Il suffit parfois d’un évènement pour que, par la porte que celui-ci ouvre dans sa conscience, l’homme soit amené à découvrir, en pleine clarté et avec tout l’effroi que ce spectacle suscite, les ruines, les marécages et les déchets de son âme. (p.161)
Je réfléchis un instant : et si son bonheur m’agaçait réellement ? S’il m’énervait ? Si ce que je croyais être de l’inquiétude ou de la prévenance n’était au fond que de la colère ? Pour être honnête, oui, parfois ça m’énervait. Personne ne pouvait désirer avoir affaire à quelqu’un d’aussi optimiste, d’aussi joyeux, d’aussi constamment désinvolte. Tous autant que nous sommes, nous voulons que l’autre soit un peu inquiet, peureux, car ses inquiétudes et ses peurs légitiment et justifient les nôtres, et personne ne veut se sentir humilié à cause de peurs unilatérales, dont alors nous nous réservons seuls le droit de parler. [..] L’insouciance et la légèreté de madame Hayat ruinaient cette solidarité-là, elles réduisaient à néant le malheur confortable auquel nous étions habitués, laissant à sa place un vide que nous ne savions pas combler. Tout le monde n’était pas capable, contrairement à elle, de faire preuve d’autant d’optimisme et d’insouciance, et madame Hayat n’était pas en droit d’exiger que j’en sois capable. (p.145)

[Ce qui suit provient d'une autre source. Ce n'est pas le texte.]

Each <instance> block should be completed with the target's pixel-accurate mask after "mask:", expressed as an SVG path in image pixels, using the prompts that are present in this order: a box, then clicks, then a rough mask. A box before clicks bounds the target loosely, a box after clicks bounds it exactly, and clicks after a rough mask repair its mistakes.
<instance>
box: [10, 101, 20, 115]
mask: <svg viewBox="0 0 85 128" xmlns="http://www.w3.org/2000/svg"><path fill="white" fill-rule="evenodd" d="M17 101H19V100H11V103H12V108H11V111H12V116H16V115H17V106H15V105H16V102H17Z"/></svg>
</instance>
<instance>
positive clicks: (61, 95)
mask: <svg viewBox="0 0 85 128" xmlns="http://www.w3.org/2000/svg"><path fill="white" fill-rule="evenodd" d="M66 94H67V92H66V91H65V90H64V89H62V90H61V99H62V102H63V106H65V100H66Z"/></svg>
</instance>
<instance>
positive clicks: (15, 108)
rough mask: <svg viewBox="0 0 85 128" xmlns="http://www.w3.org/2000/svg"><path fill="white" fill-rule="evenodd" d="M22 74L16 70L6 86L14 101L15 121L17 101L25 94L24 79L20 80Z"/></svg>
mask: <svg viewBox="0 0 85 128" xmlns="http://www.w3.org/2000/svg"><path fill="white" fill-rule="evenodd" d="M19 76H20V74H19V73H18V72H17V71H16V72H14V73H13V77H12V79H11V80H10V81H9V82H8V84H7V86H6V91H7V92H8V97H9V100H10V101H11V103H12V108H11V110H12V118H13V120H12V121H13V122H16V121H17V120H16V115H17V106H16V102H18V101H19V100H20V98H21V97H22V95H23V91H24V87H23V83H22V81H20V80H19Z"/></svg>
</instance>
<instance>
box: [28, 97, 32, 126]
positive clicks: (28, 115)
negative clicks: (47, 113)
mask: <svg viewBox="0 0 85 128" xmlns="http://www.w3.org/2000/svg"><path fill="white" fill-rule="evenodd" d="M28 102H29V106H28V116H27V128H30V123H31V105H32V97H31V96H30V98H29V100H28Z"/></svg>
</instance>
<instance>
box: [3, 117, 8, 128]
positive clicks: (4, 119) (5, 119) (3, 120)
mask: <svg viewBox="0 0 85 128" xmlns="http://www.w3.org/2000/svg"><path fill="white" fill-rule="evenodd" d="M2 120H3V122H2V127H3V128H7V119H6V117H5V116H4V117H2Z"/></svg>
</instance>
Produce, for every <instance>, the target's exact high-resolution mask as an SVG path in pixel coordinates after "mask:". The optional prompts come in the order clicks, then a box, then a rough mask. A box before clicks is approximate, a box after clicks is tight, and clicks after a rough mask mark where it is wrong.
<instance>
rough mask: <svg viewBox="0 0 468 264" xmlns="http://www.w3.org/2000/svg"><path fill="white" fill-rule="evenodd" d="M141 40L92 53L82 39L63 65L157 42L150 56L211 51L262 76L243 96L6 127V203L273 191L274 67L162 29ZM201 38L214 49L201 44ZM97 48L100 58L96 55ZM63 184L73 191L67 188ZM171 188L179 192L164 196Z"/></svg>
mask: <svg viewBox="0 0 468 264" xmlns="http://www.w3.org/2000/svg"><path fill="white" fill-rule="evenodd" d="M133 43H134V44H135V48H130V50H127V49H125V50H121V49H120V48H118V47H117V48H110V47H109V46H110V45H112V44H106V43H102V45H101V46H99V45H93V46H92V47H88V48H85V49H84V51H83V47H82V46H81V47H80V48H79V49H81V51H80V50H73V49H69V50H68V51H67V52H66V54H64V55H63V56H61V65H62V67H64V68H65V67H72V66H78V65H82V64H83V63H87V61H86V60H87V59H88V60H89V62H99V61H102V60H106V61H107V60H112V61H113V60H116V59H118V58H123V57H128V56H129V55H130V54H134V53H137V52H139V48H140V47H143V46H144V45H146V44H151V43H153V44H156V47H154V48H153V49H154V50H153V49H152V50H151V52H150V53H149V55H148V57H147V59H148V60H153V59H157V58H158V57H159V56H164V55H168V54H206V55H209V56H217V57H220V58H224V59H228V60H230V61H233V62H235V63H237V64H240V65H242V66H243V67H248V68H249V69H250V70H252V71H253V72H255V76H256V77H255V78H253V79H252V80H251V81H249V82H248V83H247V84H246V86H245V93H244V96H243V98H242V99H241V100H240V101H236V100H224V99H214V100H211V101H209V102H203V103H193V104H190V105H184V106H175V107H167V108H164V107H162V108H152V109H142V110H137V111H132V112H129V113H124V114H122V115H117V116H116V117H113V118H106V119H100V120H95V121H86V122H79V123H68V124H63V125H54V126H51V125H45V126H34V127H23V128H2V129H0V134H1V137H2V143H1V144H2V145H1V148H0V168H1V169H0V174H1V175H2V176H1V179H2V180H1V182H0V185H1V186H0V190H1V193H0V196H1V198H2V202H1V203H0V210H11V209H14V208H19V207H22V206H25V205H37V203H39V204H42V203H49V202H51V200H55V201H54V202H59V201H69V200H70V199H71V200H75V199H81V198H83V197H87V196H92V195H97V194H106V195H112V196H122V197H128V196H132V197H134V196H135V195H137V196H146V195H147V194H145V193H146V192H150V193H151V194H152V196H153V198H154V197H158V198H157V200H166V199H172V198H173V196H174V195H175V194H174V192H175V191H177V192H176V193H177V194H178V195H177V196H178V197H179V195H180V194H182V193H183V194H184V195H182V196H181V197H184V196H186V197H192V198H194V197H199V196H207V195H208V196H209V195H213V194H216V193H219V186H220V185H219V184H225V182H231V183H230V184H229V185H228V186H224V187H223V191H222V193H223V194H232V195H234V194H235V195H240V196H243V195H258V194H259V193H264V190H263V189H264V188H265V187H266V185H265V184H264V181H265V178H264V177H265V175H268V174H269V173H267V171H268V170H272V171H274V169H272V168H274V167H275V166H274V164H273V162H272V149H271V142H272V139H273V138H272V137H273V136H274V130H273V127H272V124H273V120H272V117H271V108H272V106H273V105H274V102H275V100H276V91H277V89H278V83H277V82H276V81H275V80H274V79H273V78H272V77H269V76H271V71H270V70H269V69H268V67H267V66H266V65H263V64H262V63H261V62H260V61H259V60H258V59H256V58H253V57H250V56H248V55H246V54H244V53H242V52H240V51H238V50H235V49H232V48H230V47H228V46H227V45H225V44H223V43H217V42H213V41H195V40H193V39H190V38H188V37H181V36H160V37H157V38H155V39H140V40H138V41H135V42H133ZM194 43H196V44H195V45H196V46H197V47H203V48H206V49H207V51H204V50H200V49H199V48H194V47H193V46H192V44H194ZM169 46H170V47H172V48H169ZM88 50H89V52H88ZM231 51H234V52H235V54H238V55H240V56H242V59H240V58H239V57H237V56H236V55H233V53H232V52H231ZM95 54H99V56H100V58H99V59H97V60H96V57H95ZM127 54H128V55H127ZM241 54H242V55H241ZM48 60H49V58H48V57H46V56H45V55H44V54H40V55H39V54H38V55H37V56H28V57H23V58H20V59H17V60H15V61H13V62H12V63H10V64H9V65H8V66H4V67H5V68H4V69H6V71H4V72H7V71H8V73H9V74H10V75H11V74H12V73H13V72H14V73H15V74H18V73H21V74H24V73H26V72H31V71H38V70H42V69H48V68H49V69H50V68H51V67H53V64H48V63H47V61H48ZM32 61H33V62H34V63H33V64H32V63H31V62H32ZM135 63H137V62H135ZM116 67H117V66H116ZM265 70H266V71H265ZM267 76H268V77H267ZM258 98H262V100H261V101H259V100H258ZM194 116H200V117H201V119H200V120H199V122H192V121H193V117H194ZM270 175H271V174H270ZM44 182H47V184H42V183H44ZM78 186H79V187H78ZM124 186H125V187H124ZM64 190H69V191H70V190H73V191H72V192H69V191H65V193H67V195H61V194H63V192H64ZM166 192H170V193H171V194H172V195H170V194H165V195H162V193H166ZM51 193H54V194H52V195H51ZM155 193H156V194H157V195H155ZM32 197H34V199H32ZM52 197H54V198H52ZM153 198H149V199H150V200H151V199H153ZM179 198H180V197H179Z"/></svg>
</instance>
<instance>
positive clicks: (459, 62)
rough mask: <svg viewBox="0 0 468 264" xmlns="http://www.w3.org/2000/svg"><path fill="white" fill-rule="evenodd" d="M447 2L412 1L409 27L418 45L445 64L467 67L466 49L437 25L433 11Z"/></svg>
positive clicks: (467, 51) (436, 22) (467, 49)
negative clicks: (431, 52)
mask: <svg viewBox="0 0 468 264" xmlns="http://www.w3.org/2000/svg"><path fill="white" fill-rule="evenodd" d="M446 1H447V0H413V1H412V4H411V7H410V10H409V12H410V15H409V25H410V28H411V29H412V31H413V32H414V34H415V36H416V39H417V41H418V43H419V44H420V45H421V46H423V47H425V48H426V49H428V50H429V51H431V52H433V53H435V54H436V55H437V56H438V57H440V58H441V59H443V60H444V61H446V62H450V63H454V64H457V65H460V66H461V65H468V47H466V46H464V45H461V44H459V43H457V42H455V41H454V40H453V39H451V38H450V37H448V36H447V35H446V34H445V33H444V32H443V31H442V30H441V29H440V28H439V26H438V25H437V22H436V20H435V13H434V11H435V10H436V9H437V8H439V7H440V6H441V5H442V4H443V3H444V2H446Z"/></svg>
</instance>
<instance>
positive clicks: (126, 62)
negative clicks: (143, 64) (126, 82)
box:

Sa curiosité était insatiable, et elle avait une mémoire stupéfiante, elle se souvenait de tout ce qu'elle avait vu.Le monde, la nature, l'histoire : c'était pour elle comme des jouets qu'on offre à un gamin.On aurait dit que le cosmos tout entier avait été conçu comme un conte fait pour divertir Madame Hayat.
( p.119)
À l'époque, j'ignorais encore que la vie est littéralement la proie du hasard et qu'un mot, une suggestion, ou rien qu'une carte de visite, dénués de volonté propre, par le minuscule mouvement qu'ils lui impriment, suffisent à la faire changer du tout au tout.
Plus le temps passe, plus je prends de plaisir à écrire. C’est comme si j’avais découvert une sorte d’immense escalier qui court du ciel aux entrailles de la terre. J’essaie de comprendre les mystères de cet escalier. Écrire me donne la sensation de posséder une force capable de réinventer le temps et l’espace, l’impression d’être doué d’une liberté infinie.
(p. 266)
-La mort ne fait pas peur à ceux qui meurent, mon garçon. La vie et la mort s'arrêtent ensemble quand on meurt... Seuls les vivants ont peur de la la mort.
Mais je sentais qu’elle était aussi capable de laisser tomber ce qu’elle avait passionnément désiré avec un désintérêt qui égalait en force le désir. Elle se comportait comme si elle était dotée du droit de tout vouloir et douée de la force de tout abandonner.